No, that's just mean. Neither Robertson nor Haiti made a pact with the devil, and neither Robertson nor Haiti deserves what they have right now. Haiti doesn't deserve the suffering, the death, the destruction, the French colonial history, the dictators who took power, the poor soil, the lack of rainfall, or anything else that has led to where they are this evening. Robertson, for his part, doesn't deserve his money, his power, his influence, or anything else that has allowed this latest public utterance of such far-reaching and anti-Christian stupidity the audience it got.

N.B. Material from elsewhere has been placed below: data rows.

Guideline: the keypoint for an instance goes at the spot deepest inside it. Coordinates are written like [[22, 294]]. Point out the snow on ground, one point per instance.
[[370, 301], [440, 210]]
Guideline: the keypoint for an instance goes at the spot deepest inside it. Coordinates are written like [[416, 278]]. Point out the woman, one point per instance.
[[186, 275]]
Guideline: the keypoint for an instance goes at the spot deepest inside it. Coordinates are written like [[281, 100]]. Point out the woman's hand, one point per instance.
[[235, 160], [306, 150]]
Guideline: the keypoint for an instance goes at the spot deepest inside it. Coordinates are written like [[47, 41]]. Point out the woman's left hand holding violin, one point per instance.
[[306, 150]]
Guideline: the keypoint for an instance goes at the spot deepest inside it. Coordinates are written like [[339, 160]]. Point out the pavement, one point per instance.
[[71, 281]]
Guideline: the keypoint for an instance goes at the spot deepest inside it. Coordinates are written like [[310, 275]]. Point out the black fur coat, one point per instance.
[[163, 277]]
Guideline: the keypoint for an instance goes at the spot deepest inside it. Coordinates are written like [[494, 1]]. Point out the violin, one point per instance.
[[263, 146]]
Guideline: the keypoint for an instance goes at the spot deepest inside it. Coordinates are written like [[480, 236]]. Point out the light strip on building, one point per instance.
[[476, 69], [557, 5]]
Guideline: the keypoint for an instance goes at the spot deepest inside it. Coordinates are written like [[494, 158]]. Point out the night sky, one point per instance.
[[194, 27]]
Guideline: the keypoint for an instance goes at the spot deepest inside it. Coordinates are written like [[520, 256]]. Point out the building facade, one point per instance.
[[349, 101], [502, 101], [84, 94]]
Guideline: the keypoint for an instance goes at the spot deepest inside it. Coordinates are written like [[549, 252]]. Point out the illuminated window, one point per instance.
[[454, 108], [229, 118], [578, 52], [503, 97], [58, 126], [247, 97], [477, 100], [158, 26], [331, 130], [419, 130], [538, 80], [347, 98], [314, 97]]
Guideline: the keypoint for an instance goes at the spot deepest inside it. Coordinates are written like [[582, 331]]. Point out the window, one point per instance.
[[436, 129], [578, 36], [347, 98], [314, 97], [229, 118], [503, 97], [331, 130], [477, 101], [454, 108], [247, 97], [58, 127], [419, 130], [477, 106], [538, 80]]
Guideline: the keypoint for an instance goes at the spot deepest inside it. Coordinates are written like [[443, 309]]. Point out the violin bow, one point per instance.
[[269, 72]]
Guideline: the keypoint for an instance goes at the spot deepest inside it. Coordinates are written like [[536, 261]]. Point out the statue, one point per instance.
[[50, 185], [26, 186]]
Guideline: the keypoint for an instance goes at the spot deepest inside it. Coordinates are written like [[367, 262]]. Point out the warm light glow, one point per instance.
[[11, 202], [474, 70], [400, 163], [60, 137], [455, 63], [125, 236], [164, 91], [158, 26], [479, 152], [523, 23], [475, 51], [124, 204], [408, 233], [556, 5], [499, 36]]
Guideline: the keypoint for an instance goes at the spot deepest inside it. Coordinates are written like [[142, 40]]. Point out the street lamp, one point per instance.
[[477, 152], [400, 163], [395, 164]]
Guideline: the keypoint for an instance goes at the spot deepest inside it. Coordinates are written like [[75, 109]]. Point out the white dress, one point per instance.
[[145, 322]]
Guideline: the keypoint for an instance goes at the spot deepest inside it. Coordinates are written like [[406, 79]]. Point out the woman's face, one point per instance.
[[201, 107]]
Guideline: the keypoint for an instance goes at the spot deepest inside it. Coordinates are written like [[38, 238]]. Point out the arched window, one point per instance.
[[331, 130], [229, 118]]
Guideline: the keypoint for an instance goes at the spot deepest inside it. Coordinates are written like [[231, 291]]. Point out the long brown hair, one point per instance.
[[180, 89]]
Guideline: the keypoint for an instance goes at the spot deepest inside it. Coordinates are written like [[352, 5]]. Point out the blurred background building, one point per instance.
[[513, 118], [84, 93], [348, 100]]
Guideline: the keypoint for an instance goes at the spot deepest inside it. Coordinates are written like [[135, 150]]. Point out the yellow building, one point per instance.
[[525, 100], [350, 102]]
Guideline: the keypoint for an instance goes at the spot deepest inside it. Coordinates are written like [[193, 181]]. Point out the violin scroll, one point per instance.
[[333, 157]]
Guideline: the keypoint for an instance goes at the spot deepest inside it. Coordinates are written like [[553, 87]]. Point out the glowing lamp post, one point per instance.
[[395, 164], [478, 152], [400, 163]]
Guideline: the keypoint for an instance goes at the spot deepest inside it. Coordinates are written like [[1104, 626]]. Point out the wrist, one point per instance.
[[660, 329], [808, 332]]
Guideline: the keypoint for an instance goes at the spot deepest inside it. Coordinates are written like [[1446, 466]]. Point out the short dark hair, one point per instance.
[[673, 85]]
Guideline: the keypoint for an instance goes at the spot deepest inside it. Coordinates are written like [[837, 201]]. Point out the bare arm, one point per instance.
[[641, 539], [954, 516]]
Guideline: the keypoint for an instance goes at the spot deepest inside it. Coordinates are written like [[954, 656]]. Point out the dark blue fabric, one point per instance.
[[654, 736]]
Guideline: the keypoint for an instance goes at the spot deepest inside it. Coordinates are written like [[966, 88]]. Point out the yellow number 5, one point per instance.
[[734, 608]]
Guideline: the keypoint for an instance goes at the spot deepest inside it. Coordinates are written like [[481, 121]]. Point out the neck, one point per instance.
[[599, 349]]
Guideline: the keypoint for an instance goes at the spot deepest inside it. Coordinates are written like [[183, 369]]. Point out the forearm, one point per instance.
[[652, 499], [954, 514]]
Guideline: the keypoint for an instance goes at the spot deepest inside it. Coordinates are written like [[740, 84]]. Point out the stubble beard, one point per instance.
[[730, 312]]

Anyway, the devil, if he existed, wouldn't work through earthquakes. He'd work through televangelists.

I feel the warmth

Apparently I got back to Chicago just in time for a heat wave:

Arctic air's grip on Chicago's weather enters its 19th day Tuesday. But far-reaching changes in critical upper level steering winds taking place on a continental scale are to undermine the frigid air's dominance. The break in arctic-level temperatures may span much of the coming two weeks. Not until month's end may bitter winds of arctic origin return brutally cold air to the metro area.

Coming days will offer winter weary Chicago area residents a noticeable respite from the bitter air at the heart of January's 13.9-degrees average temperature to date--a reading more than 5°C below normal. But the "warming" predicted which is to include the city's first above freezing afternoon readings since Christmas (Dec. 25), may occur a bit more slowly than many might hope.

Today the temperature at one reporting station (Waukegan) did, in fact, go all the way up to 0.6°C, but alas the city's official high today looks like 0°C on the nose.

Bonus: A propos of nothing, here's a set of outtakes from ABC's Better Off Ted (NSFW). Worth a chuckle.

Sod this 'winter wonderland' bollocks

Via several sites, a NASA photo of Great Britain from Thursday noontime:

The U.K. doesn't usually get a snow cover at all, let alone one this thorough. The U.K. Met Office has an explanation:

In most winters, and certainly those in the last 20 years or so, our winds normally come from the south-west. This means air travels over the relatively warm Atlantic and we get mild conditions in the UK. However, over the past three weeks the Atlantic air has been ‘blocked’ and cold air has been flowing down from the Arctic or the cold winter landmass of Europe.

Is your computer backed up?

Software entrepreneur Joel Spolsky says that's a good start, but only part of it:

[L]et’s stop talking about “backups.” Doing a backup is too low a bar. Any experienced system administrator will tell you that they have a great backup plan, the trouble comes when you have to restore.

And that’s when you discover that:

  • The backed-up files were encrypted with a cryptographically-secure key, the only copy of which was on the machine that was lost
  • The server had enormous amounts of configuration information stored in the IIS metabase which wasn’t backed up
  • The backup files were being copied to a FAT partition and were silently being truncated to 2GB
  • Your backups were on an LTO drive which was lost with the data center, and you can’t get another LTO drive for three days
  • And a million other things that can go wrong even when you “have” “backups.”

The minimum bar for a reliable service is not that you have done a backup, but that you have done a restore.

As someone who's got reliable, clockwork backups running, and has had them fail for one of the reasons Spolsky listed (and others that he didn't), I think this is tremendously good advice.